Bob Bishop was member of Whistler’s first council 

Bob Bishop, one of the aldermen on Whistler's first municipal council and the man who developed the Arnold Palmer-designed Whistler Golf Club, died last month in Kelowna. He was 81.

Born Robert Sidney Bishop in Dollarton, near Vancouver, on Oct. 31, 1927, he is survived by wife Eleanor, children Robert, Ken, Garry and Debbie, and four grandchildren.

Bishop was the charter president of both the Squamish and Whistler Rotary Clubs, and Governor of District 5040 in 1988 and 1989. He was particularly involved in Rotary projects in Cebu, Philippines.

But it was his involvement in Squamish and Whistler's early days that marked his career.

Bob Bishop moved to Squamish in the mid-40s, where he met Eleanor. They were married in 1950. He worked in the insurance and real estate businesses in Squamish until 1968, when the family moved to Whistler.

With partner Bernie Brown he developed the Whistler Cay subdivision, including a nine-hole golf course at the north end of the present Whistler Golf Course.
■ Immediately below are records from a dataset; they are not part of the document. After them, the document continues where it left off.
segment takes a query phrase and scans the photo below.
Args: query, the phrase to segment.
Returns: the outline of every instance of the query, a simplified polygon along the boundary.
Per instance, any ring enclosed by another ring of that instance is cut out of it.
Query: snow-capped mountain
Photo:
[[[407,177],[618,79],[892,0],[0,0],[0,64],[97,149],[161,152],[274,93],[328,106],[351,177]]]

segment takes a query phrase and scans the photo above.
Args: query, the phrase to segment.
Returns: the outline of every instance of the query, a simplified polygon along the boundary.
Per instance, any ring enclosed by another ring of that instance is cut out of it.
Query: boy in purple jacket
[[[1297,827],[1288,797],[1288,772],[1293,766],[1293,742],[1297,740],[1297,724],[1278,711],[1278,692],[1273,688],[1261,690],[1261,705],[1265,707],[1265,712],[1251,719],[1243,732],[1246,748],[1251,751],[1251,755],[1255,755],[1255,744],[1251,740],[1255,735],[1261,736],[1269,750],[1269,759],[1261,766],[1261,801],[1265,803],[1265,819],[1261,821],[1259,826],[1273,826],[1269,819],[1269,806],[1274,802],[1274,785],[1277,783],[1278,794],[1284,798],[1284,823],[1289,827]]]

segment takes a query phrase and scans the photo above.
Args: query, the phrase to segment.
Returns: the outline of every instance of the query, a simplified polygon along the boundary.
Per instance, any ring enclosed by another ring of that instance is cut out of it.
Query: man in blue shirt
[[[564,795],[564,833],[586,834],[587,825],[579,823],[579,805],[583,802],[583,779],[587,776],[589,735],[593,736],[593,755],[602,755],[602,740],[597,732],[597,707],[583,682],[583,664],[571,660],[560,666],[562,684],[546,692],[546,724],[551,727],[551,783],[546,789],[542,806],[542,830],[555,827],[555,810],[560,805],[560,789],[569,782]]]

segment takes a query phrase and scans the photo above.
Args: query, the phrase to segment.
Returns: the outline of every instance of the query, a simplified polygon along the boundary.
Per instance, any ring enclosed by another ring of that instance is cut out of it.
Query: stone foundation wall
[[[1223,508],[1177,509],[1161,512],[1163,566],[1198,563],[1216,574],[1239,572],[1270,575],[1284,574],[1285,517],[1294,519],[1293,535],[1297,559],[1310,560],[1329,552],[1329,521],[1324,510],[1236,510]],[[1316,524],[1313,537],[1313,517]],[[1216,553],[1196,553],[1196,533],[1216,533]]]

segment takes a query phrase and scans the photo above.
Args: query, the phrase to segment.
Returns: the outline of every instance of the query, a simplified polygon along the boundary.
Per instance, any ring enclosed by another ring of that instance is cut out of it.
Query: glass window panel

Whistler was at a crossroads at the time the Bishops made their commitment to Whistler. Developments were springing up rapidly and with no local government there was little oversight and very little coordinated planning. This lack of oversight led, in 1973, to the provincial government placing a moratorium on development while a long-range plan to develop a resort community was formulated.

With the incorporation of the municipality in the mid-70s, and the provincial government supporting Whistler's development as an international destination resort, additional land was allocated for the present Palmer-designed golf course, which Bishop developed in conjunction with the Whistler Cay Heights subdivision.

Bishop was also elected to the first Whistler council in September 1975, along with Garry Watson, John Hetherington and the late Pat Carleton, who served as mayor. Al Raine was a provincial appointee to the council.

Bishop served only one term on council, before returning to real estate development.

The Bishops moved to Kelowna in the early 1980s, where they were partners with daughter Debbie and son-in-law John in the Mission Creek Golf Club and Duffers Restaurant.

A Celebration of Life was held in Kelowna Feb. 2. In lieu of flowers, memorial donations may be made to the B.C. Children's Hospital.